Fue sumamente interesante ver a jóvenes de 16 y 17 años hablar sobre el escenario del París, sobre problemáticas sociales que los afectan y con una soltura que sorprendió por momentos. Bullying, acoso callejero, educación, adicciones, consumo de alcohol fueron los temas que abordaron a partir de encuestas y entrevistas con profesionales, que les permitió hacer un diagnóstico de la situación. Pero el trabajo no quedó ahí sino que diseñaron propuestas para intentar modificar una realidad en la que ellos mismos o sus propios compañeros se ven afectados.
Describieron como fue el proceso del trabajo, contaron sus sensaciones,
de entusiasmo, motivación, desánimo a veces y dieron cuenta de los resultados y de las ganas de seguir trabajando para vivir en una sociedad mejor.
Cuando nos encontramos con la posibilidad de escuchar a los jóvenes que hablan tan crudamente de lo que les pasa y, sin vergüenzas, dicen lo que piensan, opinan y sienten sobre distintos temas, nos damos cuenta de es imprescindible generar espacios donde puedan expresarse y donde se los escuche sin prejuicios y con la intención de cuidarlos, protegerlos, darles oportunidades y ayudarlos a modificar las realidades que sufren.
Más de una vez, se repiten frases hechas: “la juventud está perdida”, “no quieren estudiar”, “nada les interesa”, pero si los escucháramos, les preguntáramos qué les pasa, qué cosas les preocupan, qué sienten, cuáles son sus miedos, qué experiencias vivieron que no cuentan, si solamente se les diera el espacio para hablar, quizás nos sorprenderíamos.
Es de celebrar la iniciativa del Club Rotario por la posibilidad que se les dio a los chicos y por la idea de incentivarlos a pensar sus problemas y sobre todo, impulsarlos a generar proyectos que busquen la paz.
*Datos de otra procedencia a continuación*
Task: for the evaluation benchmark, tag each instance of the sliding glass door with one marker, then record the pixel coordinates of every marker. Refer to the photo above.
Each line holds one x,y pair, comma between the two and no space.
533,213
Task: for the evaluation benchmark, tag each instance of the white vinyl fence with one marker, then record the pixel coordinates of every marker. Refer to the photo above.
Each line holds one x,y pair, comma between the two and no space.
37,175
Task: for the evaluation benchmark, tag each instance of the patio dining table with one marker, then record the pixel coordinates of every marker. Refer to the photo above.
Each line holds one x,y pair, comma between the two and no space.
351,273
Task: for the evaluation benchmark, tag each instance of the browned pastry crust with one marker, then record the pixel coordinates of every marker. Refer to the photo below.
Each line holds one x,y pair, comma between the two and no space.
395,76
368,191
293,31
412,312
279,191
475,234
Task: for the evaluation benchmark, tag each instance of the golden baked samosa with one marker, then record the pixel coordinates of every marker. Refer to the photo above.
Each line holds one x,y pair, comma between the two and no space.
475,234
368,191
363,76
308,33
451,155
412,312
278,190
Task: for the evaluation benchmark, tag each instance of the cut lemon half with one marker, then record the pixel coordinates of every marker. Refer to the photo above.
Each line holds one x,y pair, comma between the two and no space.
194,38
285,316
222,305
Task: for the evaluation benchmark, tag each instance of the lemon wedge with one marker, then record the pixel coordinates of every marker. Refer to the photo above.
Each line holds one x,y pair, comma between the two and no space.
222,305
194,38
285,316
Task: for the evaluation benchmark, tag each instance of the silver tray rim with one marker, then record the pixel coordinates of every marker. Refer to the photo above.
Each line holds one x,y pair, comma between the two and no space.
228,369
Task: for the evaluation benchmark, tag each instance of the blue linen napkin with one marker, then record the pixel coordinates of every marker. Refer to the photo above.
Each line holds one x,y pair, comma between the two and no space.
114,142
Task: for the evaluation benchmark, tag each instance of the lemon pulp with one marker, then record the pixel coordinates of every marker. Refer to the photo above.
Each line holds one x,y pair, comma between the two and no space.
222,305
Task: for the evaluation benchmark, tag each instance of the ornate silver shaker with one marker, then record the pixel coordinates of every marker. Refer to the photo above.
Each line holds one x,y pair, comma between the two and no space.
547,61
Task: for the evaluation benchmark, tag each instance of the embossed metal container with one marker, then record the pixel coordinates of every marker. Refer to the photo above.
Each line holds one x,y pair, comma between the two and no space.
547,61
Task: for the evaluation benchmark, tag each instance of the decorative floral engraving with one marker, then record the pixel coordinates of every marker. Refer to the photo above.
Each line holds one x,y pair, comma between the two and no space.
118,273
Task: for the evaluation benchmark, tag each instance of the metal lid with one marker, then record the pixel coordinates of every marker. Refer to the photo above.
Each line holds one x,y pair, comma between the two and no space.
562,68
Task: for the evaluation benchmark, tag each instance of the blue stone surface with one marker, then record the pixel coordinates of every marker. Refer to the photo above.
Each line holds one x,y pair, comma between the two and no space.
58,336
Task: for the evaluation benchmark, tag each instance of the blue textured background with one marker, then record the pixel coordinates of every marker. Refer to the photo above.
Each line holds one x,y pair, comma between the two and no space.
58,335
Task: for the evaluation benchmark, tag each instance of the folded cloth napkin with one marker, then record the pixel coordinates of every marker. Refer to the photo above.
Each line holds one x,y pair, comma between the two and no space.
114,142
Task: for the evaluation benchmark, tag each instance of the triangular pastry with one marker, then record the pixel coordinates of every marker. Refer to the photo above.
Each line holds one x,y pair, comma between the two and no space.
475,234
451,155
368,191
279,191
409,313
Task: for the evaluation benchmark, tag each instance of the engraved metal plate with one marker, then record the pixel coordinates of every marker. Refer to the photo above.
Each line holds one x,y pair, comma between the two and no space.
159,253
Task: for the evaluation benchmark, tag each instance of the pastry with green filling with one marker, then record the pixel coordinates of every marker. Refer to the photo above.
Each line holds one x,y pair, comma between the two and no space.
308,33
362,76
Además es de destacar la iniciativa rotaria que proponía el trabajo conjunto de jóvenes de escuelas públicas y privadas, lo que dio lugar a un intercambio que pocas veces sucede.
Sin dudas también esta propuesta, nos permite reflexionar como adultos y pensar qué lugar les damos a nuestros jóvenes y cuánto tiempo dedicamos a escucharlos y a acompañarlos en el desarrollo de sus vidas, incluso también desde las políticas públicas. Desde el lugar que ocupemos, padres, hermanos, abuelos, docentes, clubes y hasta gobiernos, no nos perdamos esa oportunidad.